When to Apply Manure – Apply 1 to 2 inches of well rotted-manure in February while the tree is still dormant and again in June. You should wait until the year after planting to start fertilizing. If you live in a warmer region with mild winters and little danger of frost zones 9 or 10 and up you can apply manure three times a year: in February, June and August.

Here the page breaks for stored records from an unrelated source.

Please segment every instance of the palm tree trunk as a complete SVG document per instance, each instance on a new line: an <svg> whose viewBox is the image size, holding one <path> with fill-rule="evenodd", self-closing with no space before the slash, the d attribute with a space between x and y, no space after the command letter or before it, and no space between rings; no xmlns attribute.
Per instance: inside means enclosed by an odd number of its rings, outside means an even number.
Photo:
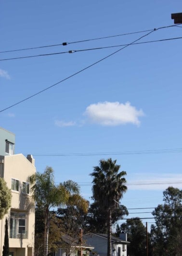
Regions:
<svg viewBox="0 0 182 256"><path fill-rule="evenodd" d="M107 256L112 256L112 216L111 210L109 209L107 215Z"/></svg>
<svg viewBox="0 0 182 256"><path fill-rule="evenodd" d="M45 213L45 228L44 228L44 256L47 256L48 254L48 239L49 231L49 210Z"/></svg>

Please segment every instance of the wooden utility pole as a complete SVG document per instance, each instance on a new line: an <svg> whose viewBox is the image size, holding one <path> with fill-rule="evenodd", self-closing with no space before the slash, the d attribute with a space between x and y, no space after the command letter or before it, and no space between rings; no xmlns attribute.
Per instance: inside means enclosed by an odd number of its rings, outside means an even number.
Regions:
<svg viewBox="0 0 182 256"><path fill-rule="evenodd" d="M148 256L148 231L147 223L146 223L146 256Z"/></svg>
<svg viewBox="0 0 182 256"><path fill-rule="evenodd" d="M182 13L171 14L171 19L174 20L175 24L182 23Z"/></svg>

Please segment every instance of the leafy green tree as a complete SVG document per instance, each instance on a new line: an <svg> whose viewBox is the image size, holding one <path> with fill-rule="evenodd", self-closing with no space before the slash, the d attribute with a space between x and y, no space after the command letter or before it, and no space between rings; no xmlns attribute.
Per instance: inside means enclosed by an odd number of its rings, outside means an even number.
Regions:
<svg viewBox="0 0 182 256"><path fill-rule="evenodd" d="M99 204L102 211L107 213L107 256L111 256L112 212L118 209L119 201L126 192L125 171L118 172L120 166L111 158L100 160L99 166L94 167L91 175L93 177L93 199Z"/></svg>
<svg viewBox="0 0 182 256"><path fill-rule="evenodd" d="M47 167L43 173L37 172L30 177L33 184L33 198L43 211L44 218L44 256L48 253L48 238L50 222L52 214L50 210L53 207L65 206L74 195L78 195L79 187L72 181L67 181L56 185L53 170Z"/></svg>
<svg viewBox="0 0 182 256"><path fill-rule="evenodd" d="M62 222L56 217L56 212L51 212L52 217L49 233L48 255L56 252L61 240ZM34 256L42 256L44 254L44 217L42 209L38 207L35 210Z"/></svg>
<svg viewBox="0 0 182 256"><path fill-rule="evenodd" d="M182 255L182 190L169 187L163 192L164 204L153 212L156 225L151 226L154 256Z"/></svg>
<svg viewBox="0 0 182 256"><path fill-rule="evenodd" d="M57 216L62 221L63 239L60 244L65 249L67 256L74 253L75 242L77 243L78 241L80 244L84 243L80 230L82 234L83 229L84 232L87 231L86 220L88 207L88 201L79 195L74 195L70 196L66 208L58 209Z"/></svg>
<svg viewBox="0 0 182 256"><path fill-rule="evenodd" d="M139 218L129 219L126 223L121 224L120 227L117 225L116 231L118 236L122 232L127 233L127 240L130 242L130 244L127 246L128 255L145 256L146 228Z"/></svg>
<svg viewBox="0 0 182 256"><path fill-rule="evenodd" d="M2 256L9 256L10 252L9 247L9 236L8 236L8 220L6 219L5 232L4 235L4 242L2 251Z"/></svg>
<svg viewBox="0 0 182 256"><path fill-rule="evenodd" d="M126 207L118 205L117 208L112 211L112 225L122 219L124 215L128 215ZM89 227L89 231L93 233L107 233L107 212L103 211L98 201L94 201L89 208L87 216L87 227Z"/></svg>
<svg viewBox="0 0 182 256"><path fill-rule="evenodd" d="M11 207L12 193L3 178L0 178L0 219L2 219Z"/></svg>

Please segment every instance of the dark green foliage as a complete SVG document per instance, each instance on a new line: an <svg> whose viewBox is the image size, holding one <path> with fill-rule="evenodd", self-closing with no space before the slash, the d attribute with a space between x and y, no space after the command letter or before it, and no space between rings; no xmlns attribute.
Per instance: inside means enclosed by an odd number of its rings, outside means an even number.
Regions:
<svg viewBox="0 0 182 256"><path fill-rule="evenodd" d="M2 256L9 256L9 236L8 236L8 220L6 219L5 231L4 235L4 242L2 251Z"/></svg>
<svg viewBox="0 0 182 256"><path fill-rule="evenodd" d="M169 187L163 192L163 205L153 212L156 225L151 226L154 256L182 255L182 190Z"/></svg>
<svg viewBox="0 0 182 256"><path fill-rule="evenodd" d="M145 256L146 227L139 218L127 220L126 223L117 226L117 234L125 232L127 233L127 240L130 244L127 246L127 254L130 256ZM148 235L148 240L149 236ZM150 242L148 242L148 244ZM148 254L149 255L150 254Z"/></svg>
<svg viewBox="0 0 182 256"><path fill-rule="evenodd" d="M128 215L128 211L124 205L117 205L112 212L112 224L114 224L124 215ZM90 231L93 233L106 233L107 214L103 211L98 202L94 201L90 206L87 221Z"/></svg>
<svg viewBox="0 0 182 256"><path fill-rule="evenodd" d="M106 214L107 230L107 256L111 256L111 233L112 213L118 208L119 201L126 191L125 171L118 172L120 166L117 160L111 158L100 161L99 166L95 166L91 174L93 177L92 199L99 205L101 212Z"/></svg>

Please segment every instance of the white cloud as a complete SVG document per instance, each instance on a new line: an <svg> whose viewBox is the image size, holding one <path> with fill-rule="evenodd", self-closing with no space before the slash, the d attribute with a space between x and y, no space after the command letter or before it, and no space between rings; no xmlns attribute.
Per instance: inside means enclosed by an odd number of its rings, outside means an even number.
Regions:
<svg viewBox="0 0 182 256"><path fill-rule="evenodd" d="M142 109L137 110L130 102L99 102L86 108L84 115L92 122L105 126L116 126L127 123L139 125L138 118L144 116Z"/></svg>
<svg viewBox="0 0 182 256"><path fill-rule="evenodd" d="M155 178L153 176L154 173L135 173L132 175L133 181L128 181L127 185L131 190L164 191L169 186L182 188L182 174L155 173Z"/></svg>
<svg viewBox="0 0 182 256"><path fill-rule="evenodd" d="M8 74L8 72L5 70L0 69L0 77L4 77L5 78L10 79L10 76Z"/></svg>
<svg viewBox="0 0 182 256"><path fill-rule="evenodd" d="M55 124L59 127L64 127L65 126L74 126L76 125L75 122L70 121L69 122L65 122L64 121L56 120Z"/></svg>

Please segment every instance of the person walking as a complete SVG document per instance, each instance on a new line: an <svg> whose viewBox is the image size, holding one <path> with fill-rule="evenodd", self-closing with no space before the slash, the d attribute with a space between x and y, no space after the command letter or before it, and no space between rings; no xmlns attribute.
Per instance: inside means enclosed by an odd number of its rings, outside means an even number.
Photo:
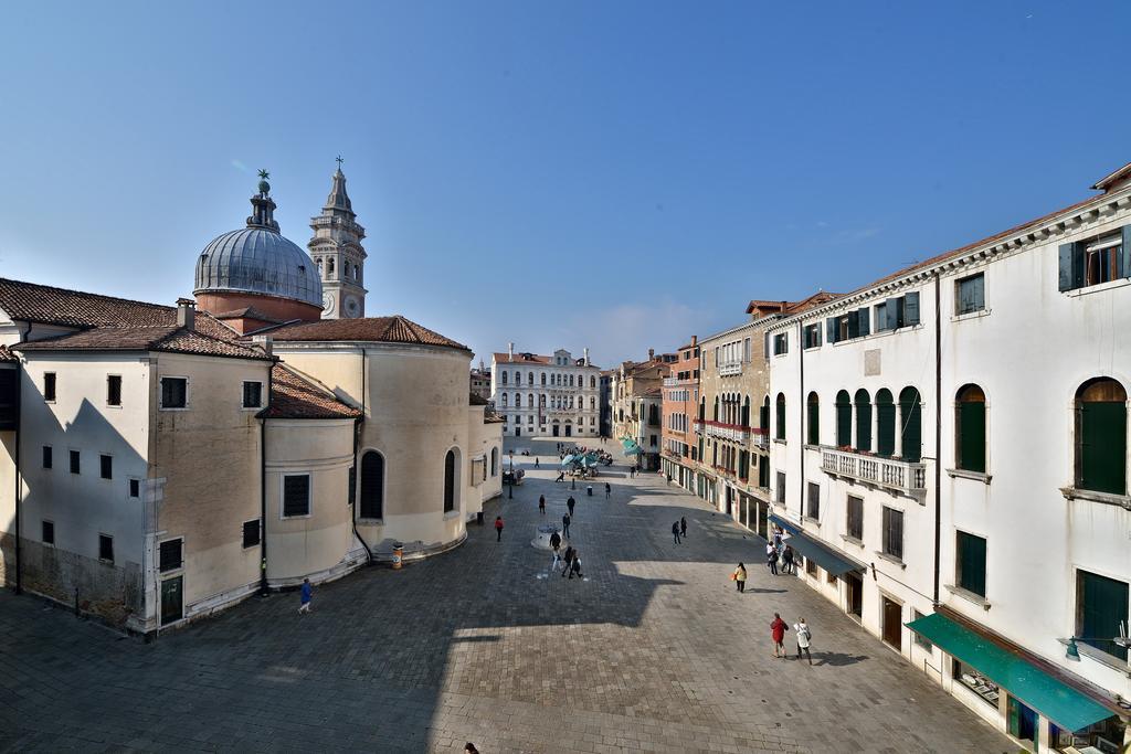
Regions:
<svg viewBox="0 0 1131 754"><path fill-rule="evenodd" d="M561 553L559 552L561 549L561 546L562 546L562 536L556 531L554 531L552 535L550 535L550 549L554 551L554 562L550 564L551 571L555 570L558 567L558 564L561 563L562 556Z"/></svg>
<svg viewBox="0 0 1131 754"><path fill-rule="evenodd" d="M801 652L805 652L805 657L809 658L809 664L813 664L813 656L809 652L810 640L813 638L813 633L809 630L809 624L805 623L805 618L797 618L797 622L793 624L793 631L797 635L797 659L801 659Z"/></svg>
<svg viewBox="0 0 1131 754"><path fill-rule="evenodd" d="M302 588L299 590L299 615L310 613L310 600L314 597L314 590L310 586L310 579L302 580Z"/></svg>
<svg viewBox="0 0 1131 754"><path fill-rule="evenodd" d="M562 567L563 578L566 577L567 573L569 573L569 570L573 567L573 554L576 552L577 551L573 549L573 545L570 545L569 547L566 548L566 555L562 556L562 561L566 563L566 565Z"/></svg>
<svg viewBox="0 0 1131 754"><path fill-rule="evenodd" d="M740 595L743 593L744 591L746 591L746 566L745 565L743 565L742 563L739 563L739 567L734 569L734 575L732 575L731 578L734 579L734 586L739 590Z"/></svg>
<svg viewBox="0 0 1131 754"><path fill-rule="evenodd" d="M573 561L570 563L569 566L569 578L572 579L575 573L577 574L578 579L585 578L581 575L581 558L578 557L576 549L573 551Z"/></svg>
<svg viewBox="0 0 1131 754"><path fill-rule="evenodd" d="M789 630L785 621L777 613L774 614L774 623L770 624L770 636L774 639L774 657L788 657L785 652L785 632ZM778 655L778 650L782 653Z"/></svg>

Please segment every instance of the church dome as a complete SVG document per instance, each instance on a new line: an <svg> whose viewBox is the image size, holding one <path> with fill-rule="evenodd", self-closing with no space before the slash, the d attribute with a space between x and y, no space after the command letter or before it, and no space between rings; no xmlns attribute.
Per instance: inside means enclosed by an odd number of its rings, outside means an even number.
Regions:
<svg viewBox="0 0 1131 754"><path fill-rule="evenodd" d="M262 176L266 179L266 175ZM259 183L251 198L248 226L214 239L197 259L196 288L201 294L260 294L321 309L322 283L314 262L279 233L270 185Z"/></svg>

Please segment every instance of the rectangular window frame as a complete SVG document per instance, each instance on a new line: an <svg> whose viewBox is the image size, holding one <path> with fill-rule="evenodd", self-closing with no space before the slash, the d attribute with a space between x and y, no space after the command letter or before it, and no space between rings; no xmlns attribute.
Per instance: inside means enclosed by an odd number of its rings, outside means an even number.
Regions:
<svg viewBox="0 0 1131 754"><path fill-rule="evenodd" d="M307 479L307 512L305 513L286 513L286 480L292 478L305 478ZM283 474L279 476L279 520L290 519L309 519L313 515L313 478L309 471L302 471L299 474Z"/></svg>

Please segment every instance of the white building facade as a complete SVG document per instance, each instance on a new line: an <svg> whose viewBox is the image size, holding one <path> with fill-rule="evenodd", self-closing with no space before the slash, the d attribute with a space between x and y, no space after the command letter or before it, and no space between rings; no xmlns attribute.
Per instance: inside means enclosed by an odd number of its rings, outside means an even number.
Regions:
<svg viewBox="0 0 1131 754"><path fill-rule="evenodd" d="M552 356L507 353L491 358L491 399L512 437L596 437L601 424L601 369L564 349Z"/></svg>
<svg viewBox="0 0 1131 754"><path fill-rule="evenodd" d="M1031 751L1126 743L1129 177L769 330L801 578Z"/></svg>

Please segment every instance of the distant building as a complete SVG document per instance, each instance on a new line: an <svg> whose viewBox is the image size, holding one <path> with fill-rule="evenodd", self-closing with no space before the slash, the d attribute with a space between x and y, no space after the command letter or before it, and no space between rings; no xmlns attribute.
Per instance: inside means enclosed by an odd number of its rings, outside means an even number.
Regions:
<svg viewBox="0 0 1131 754"><path fill-rule="evenodd" d="M596 437L601 369L564 349L552 356L507 353L491 358L491 399L513 437Z"/></svg>

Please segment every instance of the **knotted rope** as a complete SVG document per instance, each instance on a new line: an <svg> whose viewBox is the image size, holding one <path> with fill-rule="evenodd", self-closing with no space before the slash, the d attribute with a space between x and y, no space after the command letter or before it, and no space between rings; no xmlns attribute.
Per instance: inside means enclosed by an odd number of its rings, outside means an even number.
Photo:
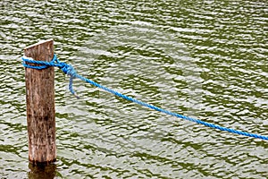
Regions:
<svg viewBox="0 0 268 179"><path fill-rule="evenodd" d="M238 130L234 130L234 129L230 129L230 128L227 128L227 127L222 127L222 126L220 126L220 125L216 125L216 124L210 124L210 123L207 123L207 122L204 122L204 121L201 121L201 120L198 120L198 119L195 119L195 118L192 118L192 117L188 117L188 116L185 116L183 115L180 115L178 113L174 113L174 112L171 112L171 111L168 111L168 110L165 110L165 109L163 109L161 107L155 107L154 105L151 105L151 104L148 104L148 103L145 103L143 101L140 101L140 100L138 100L136 98L133 98L131 97L128 97L126 95L123 95L120 92L117 92L112 89L109 89L107 87L105 87L105 86L102 86L89 79L87 79L81 75L79 75L76 71L74 70L74 68L71 65L71 64L67 64L66 63L63 63L61 62L60 60L57 59L56 55L54 55L52 61L51 62L44 62L44 61L36 61L32 58L29 58L29 57L26 57L26 56L22 56L22 64L24 67L26 68L32 68L32 69L37 69L37 70L42 70L42 69L46 69L46 68L48 68L50 66L54 66L54 67L59 67L65 74L67 74L68 76L70 76L70 83L69 83L69 90L74 95L76 96L78 98L79 97L76 95L75 91L73 90L72 89L72 81L73 79L80 79L81 81L84 81L89 84L92 84L99 89L102 89L107 92L110 92L117 97L120 97L120 98L122 98L124 99L127 99L129 101L131 101L131 102L134 102L134 103L137 103L138 105L141 105L141 106L144 106L144 107L147 107L148 108L151 108L151 109L154 109L155 111L159 111L159 112L162 112L162 113L164 113L164 114L167 114L167 115L172 115L172 116L175 116L175 117L178 117L178 118L181 118L181 119L185 119L185 120L188 120L188 121L191 121L191 122L194 122L194 123L197 123L197 124L203 124L203 125L205 125L207 127L211 127L211 128L214 128L214 129L218 129L218 130L221 130L221 131L225 131L225 132L231 132L231 133L236 133L236 134L239 134L239 135L244 135L244 136L247 136L247 137L253 137L253 138L256 138L256 139L262 139L262 140L265 140L265 141L268 141L268 137L267 136L264 136L264 135L259 135L259 134L255 134L255 133L250 133L250 132L242 132L242 131L238 131ZM36 65L31 65L31 64L38 64L38 66Z"/></svg>

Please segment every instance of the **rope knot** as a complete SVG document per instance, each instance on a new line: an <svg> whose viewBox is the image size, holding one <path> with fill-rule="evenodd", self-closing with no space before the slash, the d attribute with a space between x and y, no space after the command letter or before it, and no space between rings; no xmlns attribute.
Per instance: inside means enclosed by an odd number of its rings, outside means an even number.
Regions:
<svg viewBox="0 0 268 179"><path fill-rule="evenodd" d="M74 77L76 76L76 71L74 70L74 68L71 65L68 64L64 62L62 62L60 64L60 68L61 70L67 75L71 76L71 77Z"/></svg>

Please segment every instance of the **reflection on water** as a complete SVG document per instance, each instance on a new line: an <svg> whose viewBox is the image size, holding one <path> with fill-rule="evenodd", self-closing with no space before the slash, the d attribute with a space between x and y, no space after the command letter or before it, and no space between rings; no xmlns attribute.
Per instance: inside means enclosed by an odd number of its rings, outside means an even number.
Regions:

Manure facts It doesn’t matter what kind of manure you use (horse, chicken, cow, rabbit or goat) but it needs to be well rotten. Well, rotten manure looks like black soil and has no smell. Never use fresh manure as it has high ammonia, which can give root burns and can damage trees. Well-rotten manure is considered an organic fertilizer and adds nitrogen, potassium and other nutrients to the soil. It also adds organic matter that helps loosen the soil, increases the oxygen content attracts earthworms and increases useful bacteria in the soil.
Organic manure– Organic manure is artificially prepared from plant residues and animal waste products. Animal dung is the best example of it and has been used for centuries as a fertilizer for farming, as it improves the soil structure (aggregation), so that it holds more nutrients and water, and becomes more fertile. Animal manure also encourages soil microbial activity, which promotes the soil’s trace mineral supply, improving plant nutrition. It also contains some nitrogen and other nutrients that assist the growth of plants.
Mixed manure – Animal dung mixed with other materials, such as straw or sawdust. While this type of dung may be good for composting –because of its rich blend of nitrogen and carbon.
Manure Age -Freshly produced manure often has ammonia that can hurt seedlings or plants. Ageing manure for 60 days or more, will allow harmful chemicals to break down, as well as for its nutrients to grow. Also, ageing minimizes the risk of E. coli bacteria.